Vinham todos do concretismo maxbilliano. E viva Volpi! O resto é conversa mole. E a máscara caiu logo.
Natos e neonatos estavam juntos na mostra que Max Bill organizou em 1960 em Zurique, sob o título "KONKRETE KUNST (ARTE CONCRETA)". Estou para entender o horror à matemática das duras esculturas de Franz Weissman, dos "bichos" geométricos de Lygia Clark e dos metaesquemas de Hélio Oiticica, que ficou meu amigo e integrou meus poemas às suas obras dos anos 70.
Há pouco, uma grande exposição em Madri, que inclui concretos e neoconcretos, sob o significativo título "AMÉRICA FRIA - Abstração Geométrica na América Latina 1934-1973", mostra que a arte geométrica teve representantes em vários países da América Latina. O denominador comum é irrecusável. Os princípios da arte concreta são trans-suburbanos e transnacionais. A poesia neoconcreta não deu em nada e foi logo trocada pelo "violão de rua". A concreta vingou, aqui e lá fora, para escarmento do neodiluidor.
Gullar embolsa prêmios acadêmicos. Tem o seu público. Sua poesia é de bom nível, embora não tão boa quanto supõe. Nunca foi tão demagógica e previsível. E toda vez que ele se mira no espelho mágico da Spaghettilândia para perguntar quem veio primeiro, uma imagem familiar lhe responde: OS CONCRETOS, OS CONCRETOS... Mas há quem o superestime, perdoando ao poeta a incoerência e os deslizes facilitários, e ao homem a incontrolável vaidade, o fútil vira-casaca. Devia estar saciado. A gula não deixa.
Parlapatético, reduz Oswald a um Papai Noel de alpargatas que lhe trouxe guloseimas. Grato com o agrado, fez um poeminha que guardou na gaveta quando Papai Noel morreu. Não sabe de nada.
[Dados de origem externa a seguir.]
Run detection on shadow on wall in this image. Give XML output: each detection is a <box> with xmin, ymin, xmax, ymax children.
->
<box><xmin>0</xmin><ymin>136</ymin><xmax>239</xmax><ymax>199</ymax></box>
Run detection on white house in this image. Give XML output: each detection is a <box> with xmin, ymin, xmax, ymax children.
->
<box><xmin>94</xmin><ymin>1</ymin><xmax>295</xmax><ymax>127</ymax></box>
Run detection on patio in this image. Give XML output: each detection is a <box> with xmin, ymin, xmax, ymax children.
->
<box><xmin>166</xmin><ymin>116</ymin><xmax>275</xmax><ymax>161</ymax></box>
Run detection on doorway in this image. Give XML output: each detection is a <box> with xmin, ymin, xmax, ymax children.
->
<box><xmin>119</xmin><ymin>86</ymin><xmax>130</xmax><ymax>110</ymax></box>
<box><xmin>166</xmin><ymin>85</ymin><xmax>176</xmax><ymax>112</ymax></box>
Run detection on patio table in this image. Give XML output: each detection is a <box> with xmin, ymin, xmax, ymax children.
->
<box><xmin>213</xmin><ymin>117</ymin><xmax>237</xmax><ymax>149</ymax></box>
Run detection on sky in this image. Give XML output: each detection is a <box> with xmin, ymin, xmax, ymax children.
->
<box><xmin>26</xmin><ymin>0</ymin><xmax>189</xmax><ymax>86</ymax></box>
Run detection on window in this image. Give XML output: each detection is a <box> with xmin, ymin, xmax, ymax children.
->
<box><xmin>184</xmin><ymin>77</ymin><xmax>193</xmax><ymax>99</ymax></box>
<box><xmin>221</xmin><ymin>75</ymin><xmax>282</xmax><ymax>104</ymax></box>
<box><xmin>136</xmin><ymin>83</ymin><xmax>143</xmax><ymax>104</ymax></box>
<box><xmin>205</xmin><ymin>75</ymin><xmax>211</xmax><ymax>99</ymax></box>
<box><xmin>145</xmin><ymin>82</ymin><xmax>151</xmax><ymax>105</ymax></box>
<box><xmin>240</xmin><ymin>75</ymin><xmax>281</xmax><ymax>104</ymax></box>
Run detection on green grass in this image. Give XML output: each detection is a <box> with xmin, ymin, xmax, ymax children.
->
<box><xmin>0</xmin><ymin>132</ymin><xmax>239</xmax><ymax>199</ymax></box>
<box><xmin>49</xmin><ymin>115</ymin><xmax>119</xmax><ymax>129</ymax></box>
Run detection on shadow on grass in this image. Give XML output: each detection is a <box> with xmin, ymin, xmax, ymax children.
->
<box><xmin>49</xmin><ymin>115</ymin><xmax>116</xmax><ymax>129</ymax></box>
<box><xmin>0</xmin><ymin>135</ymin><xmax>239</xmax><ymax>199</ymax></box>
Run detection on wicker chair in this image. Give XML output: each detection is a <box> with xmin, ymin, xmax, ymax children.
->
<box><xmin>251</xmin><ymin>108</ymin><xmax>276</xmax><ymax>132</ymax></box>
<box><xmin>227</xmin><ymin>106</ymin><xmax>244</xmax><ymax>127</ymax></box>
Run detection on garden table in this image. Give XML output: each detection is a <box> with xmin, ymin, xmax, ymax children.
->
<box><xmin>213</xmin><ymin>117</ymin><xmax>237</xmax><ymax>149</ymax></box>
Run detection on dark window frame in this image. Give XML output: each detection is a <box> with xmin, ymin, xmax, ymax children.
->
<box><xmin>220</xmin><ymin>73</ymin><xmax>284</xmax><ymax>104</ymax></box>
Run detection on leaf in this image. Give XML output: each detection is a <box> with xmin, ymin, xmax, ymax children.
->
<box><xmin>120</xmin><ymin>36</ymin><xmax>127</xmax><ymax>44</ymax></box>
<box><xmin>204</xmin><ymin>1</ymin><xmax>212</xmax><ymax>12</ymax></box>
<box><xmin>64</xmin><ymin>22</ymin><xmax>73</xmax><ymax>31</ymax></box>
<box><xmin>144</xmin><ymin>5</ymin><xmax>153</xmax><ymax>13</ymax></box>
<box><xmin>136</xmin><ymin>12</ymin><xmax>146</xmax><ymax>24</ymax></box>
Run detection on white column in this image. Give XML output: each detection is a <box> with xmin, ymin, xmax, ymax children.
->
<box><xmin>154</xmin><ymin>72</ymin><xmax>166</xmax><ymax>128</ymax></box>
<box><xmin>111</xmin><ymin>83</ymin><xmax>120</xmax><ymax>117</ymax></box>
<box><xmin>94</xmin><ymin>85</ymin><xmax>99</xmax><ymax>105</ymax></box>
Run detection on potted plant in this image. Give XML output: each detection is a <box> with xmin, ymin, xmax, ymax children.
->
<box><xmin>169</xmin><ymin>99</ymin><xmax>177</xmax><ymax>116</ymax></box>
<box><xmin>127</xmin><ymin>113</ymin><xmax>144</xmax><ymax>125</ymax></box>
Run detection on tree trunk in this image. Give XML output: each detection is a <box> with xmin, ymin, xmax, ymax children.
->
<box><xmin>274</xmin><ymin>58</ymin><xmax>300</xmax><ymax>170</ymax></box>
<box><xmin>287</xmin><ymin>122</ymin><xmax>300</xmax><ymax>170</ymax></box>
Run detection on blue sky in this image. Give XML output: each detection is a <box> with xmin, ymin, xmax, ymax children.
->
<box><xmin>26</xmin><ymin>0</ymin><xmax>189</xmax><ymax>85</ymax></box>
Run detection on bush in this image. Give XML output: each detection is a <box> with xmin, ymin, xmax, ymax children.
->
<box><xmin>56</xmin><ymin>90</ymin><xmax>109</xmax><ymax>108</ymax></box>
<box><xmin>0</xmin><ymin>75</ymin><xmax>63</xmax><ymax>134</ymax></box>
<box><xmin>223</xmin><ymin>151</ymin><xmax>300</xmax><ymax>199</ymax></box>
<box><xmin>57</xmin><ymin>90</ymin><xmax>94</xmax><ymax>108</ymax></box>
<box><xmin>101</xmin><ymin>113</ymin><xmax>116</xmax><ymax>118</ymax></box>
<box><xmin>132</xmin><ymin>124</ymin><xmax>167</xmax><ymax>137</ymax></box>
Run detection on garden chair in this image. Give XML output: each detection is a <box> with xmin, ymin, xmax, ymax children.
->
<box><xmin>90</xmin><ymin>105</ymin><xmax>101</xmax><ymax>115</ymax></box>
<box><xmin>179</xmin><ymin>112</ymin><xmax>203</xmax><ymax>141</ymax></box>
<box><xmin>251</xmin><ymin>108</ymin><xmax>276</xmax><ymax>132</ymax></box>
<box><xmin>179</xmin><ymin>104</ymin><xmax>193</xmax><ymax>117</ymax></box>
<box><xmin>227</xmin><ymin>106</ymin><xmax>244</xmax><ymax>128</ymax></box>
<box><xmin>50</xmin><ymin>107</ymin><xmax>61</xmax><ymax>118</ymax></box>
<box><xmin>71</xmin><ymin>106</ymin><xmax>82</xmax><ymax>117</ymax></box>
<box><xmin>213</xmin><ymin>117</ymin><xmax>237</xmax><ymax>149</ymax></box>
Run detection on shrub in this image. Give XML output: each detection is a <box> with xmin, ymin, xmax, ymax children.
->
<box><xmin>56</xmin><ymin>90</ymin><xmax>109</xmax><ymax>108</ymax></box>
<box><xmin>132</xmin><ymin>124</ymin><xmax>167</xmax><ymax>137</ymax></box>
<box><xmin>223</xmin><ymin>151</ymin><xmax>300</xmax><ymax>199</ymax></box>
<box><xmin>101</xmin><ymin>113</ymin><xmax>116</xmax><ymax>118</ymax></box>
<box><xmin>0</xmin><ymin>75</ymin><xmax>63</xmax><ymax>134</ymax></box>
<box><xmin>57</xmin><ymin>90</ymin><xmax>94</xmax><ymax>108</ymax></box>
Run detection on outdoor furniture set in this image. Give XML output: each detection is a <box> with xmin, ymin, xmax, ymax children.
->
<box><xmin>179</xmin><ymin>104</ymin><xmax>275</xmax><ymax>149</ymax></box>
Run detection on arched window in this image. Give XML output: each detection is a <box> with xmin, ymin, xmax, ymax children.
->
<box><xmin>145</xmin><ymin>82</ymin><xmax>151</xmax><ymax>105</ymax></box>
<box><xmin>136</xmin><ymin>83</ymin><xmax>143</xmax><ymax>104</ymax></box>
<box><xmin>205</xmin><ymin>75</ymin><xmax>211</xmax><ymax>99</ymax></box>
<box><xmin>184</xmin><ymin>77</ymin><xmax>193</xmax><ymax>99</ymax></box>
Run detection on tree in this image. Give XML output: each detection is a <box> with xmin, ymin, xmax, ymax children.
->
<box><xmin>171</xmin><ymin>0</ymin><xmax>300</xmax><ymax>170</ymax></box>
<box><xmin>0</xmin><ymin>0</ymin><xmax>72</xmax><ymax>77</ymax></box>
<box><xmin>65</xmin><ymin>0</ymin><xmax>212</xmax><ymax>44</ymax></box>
Oswald usava paletó e gravata em 1954, quando o Salão Carmen Dolores Barbosa de que era patrono foi invadido pela camisa vermelha do jovem audaz Decio Pignatari, o nosso Oswald magro... E não tinha medo de matemática.
Vã-guarda arrependida, o genioso e academissivo umbigófago de sandálias não percebe o quanto dista do genial antropófago de gravata, rebelde permanente.
O Desmemorioso diz que não lembra do número de quadros que impingiu furtivamente à exposição do Rio, onde cada um tinha direito a quatro obras. "O Globo", 5/2/1957: "No fundo do salão, em 13 quadros de 1 por 2 m, via-se o poema 'O Formigueiro' do poeta 'concreto' Ferreira Gullar".
Quem quiser ler as nossas cartas off-Spaghettiland pode acessar o meu texto "Poesia Concreta: Memória e Desmemória" (1966) em uol.com.br/augustodecampos, poesiaconcreta.com ou issuu.com/augustodecampos/docs/memoria. A longa carta que enviei a pedido do jovem neossurrealista foi para lhe explicar um poema que ele não tinha repertório para entender. Deu trabalho. As mentiras sobre Oswald foram rebatidas nos meus artigos "Concretismo: Umas Tantas Mentiras e Alguma Matemática" (revista "Arte Hoje", nº 4, outubro de 1977) e "Gullar Barata Tonta" (O Globo, 22/12/86), issuu.com/augustodecampos/docs/gullar_baratatonta. Gullar leu e enfiou o violão de rua no saco. Confiado em que o leitor é mal informado ou não tem memória, volta ao crime, de orelhas roxas. Divirtam-se.